0wning the network with CrackMapExec v4.0 скачать в хорошем качестве

0wning the network with CrackMapExec v4.0

Wild West Hackin' Fest 2017 Ever needed to pentest a network with 10 gazillion hosts with a very limited time frame? Ever wanted to Mimikatz entire subnets? How about shelling entire subnets? How about dumping SAM hashes? Share spidering? Keeping track of all the credentials you pillaged? (The list goes on!) And doing all of this in the stealthiest way possible? Look no further than CrackMapExec! CrackMapExec (a.k.a CME) is a modular post-exploitation tool written in Python that helps automate assessing the security of large Active Directory networks. Built with stealth in mind, CME follows the concept of "Living off the Land": abusing built-in Active Directory features/protocols to achieve it's functionality and allowing it to evade most endpoint protection, IDS and IPS solutions. Although meant to be used primarily for offensive purposes, CME can be used by blue teams as well to assess account privileges, find misconfigurations and simulate attack scenarios. In this demo heavy talk, I will be showing off v4.0, a major update to the tool bringing more feature and capabilities than ever before! Additionally, we will be taking a deep dive into the internals of the tool itself to understand what makes it 'tick', how to properly defend against it and how to customize it to your needs! If you are interested in the latest and greatest Active Directory attacks/techniques, weaponizing them at scale and general cool AD stuff this is the talk for you! _______________________________________________________ Marcello Salvati (@byt3bl33d3r) is a security consultant who's really good at writing bios.

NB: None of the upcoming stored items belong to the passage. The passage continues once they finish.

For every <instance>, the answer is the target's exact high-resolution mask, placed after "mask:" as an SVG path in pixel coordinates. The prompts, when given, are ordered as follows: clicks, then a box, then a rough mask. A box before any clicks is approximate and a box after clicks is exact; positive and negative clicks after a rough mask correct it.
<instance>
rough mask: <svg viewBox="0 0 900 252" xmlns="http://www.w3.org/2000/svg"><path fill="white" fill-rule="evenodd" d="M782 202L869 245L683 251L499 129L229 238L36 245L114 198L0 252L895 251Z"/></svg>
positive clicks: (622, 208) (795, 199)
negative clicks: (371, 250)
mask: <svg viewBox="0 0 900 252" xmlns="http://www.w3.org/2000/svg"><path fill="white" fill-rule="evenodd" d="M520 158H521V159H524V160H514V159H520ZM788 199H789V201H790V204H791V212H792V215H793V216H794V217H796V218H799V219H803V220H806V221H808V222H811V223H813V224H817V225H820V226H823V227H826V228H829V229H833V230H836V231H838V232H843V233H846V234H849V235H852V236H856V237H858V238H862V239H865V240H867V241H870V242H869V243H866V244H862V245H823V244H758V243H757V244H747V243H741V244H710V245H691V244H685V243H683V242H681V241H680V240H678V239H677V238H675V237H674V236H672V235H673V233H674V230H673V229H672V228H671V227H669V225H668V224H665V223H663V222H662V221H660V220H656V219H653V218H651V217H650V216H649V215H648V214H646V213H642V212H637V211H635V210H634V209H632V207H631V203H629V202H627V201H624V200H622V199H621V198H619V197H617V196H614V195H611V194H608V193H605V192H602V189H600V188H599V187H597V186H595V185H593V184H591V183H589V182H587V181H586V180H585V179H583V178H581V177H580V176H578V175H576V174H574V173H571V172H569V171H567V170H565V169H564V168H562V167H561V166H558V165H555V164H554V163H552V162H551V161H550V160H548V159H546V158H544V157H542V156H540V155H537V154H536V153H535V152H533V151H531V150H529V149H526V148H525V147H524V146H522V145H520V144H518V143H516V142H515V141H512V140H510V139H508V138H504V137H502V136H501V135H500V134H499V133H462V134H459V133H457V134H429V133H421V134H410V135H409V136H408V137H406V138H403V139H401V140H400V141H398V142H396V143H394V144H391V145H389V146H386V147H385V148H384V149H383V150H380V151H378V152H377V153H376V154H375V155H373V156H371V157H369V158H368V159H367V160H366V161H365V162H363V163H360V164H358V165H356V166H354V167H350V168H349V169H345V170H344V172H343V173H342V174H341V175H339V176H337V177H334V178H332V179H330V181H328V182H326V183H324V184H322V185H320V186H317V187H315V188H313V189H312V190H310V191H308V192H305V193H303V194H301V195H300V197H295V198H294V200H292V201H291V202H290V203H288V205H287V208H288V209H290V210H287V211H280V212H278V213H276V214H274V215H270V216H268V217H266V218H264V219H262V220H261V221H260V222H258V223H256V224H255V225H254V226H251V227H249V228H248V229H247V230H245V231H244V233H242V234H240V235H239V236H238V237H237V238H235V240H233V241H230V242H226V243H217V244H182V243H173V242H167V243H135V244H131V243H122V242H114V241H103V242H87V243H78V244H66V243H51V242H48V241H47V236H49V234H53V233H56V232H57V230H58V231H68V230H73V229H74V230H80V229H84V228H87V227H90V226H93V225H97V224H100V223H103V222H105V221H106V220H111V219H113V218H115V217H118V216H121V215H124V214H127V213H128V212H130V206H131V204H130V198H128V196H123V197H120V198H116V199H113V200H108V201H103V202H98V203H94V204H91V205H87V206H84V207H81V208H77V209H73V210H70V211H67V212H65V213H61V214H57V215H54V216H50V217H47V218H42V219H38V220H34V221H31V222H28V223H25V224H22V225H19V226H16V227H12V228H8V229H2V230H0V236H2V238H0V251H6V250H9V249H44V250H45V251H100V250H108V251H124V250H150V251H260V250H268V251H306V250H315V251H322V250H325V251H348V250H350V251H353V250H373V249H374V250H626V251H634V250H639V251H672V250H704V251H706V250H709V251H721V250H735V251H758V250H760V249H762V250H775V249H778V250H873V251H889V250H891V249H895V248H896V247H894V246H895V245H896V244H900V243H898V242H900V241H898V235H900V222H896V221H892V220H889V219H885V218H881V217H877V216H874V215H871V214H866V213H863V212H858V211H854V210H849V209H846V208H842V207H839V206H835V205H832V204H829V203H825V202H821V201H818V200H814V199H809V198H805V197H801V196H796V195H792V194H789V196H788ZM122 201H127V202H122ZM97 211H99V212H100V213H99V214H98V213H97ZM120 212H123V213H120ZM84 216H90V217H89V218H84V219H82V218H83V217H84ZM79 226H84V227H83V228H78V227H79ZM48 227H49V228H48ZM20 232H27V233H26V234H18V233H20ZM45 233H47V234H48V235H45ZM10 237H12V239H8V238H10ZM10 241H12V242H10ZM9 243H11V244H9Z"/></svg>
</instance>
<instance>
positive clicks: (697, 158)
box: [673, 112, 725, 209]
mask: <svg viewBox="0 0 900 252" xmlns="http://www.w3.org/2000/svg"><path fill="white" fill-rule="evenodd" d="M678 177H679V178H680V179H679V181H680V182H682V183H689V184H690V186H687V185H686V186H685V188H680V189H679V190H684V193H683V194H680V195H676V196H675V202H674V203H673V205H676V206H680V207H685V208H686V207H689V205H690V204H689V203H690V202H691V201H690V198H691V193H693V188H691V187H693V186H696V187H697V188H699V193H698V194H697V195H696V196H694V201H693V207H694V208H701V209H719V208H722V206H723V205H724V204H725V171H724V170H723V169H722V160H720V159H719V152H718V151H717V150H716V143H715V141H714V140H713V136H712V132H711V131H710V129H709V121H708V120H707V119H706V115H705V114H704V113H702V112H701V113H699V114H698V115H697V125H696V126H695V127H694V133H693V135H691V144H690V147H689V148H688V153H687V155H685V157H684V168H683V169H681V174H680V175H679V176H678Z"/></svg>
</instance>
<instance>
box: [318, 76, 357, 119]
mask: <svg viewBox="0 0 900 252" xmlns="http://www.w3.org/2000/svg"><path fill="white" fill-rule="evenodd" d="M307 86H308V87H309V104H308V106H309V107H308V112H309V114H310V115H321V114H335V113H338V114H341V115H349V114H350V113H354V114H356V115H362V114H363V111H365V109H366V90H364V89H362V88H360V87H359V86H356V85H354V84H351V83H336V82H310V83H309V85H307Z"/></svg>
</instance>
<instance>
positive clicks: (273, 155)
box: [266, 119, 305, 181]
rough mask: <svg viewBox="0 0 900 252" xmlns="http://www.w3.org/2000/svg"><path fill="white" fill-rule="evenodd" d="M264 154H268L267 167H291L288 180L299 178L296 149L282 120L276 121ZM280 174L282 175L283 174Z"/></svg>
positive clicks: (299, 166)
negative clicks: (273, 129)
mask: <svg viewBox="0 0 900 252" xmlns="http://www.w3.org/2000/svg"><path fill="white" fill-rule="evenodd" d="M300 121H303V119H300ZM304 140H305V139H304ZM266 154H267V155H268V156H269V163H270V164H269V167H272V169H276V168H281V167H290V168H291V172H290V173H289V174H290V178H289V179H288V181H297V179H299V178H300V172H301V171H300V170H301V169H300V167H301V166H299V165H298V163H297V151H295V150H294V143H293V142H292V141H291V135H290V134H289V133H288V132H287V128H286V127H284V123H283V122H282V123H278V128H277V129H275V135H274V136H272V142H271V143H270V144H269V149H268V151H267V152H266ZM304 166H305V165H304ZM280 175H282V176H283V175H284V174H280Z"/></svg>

He's so good at writing bios that he was awarded the 'The Best Bio Ever from insert date when bios became a thing to 2017" award. (Totally legit award. Don't Google it, Bing it). His boss Liz asked him about ten times to re-write his bio because "It was too good. He had to make it less good. We didn't want people to cry in shame when they read it. It was like a poem ... sniff.. *a single tear is shed*". By day a security consultant, by night a tool developer who discovered a novel technique to turn tea, sushi and dank memes into somewhat functioning code he has recently devoted his attention to the wonderful rabbit hole that is Active Directory which has become his favorite thing to 0wn.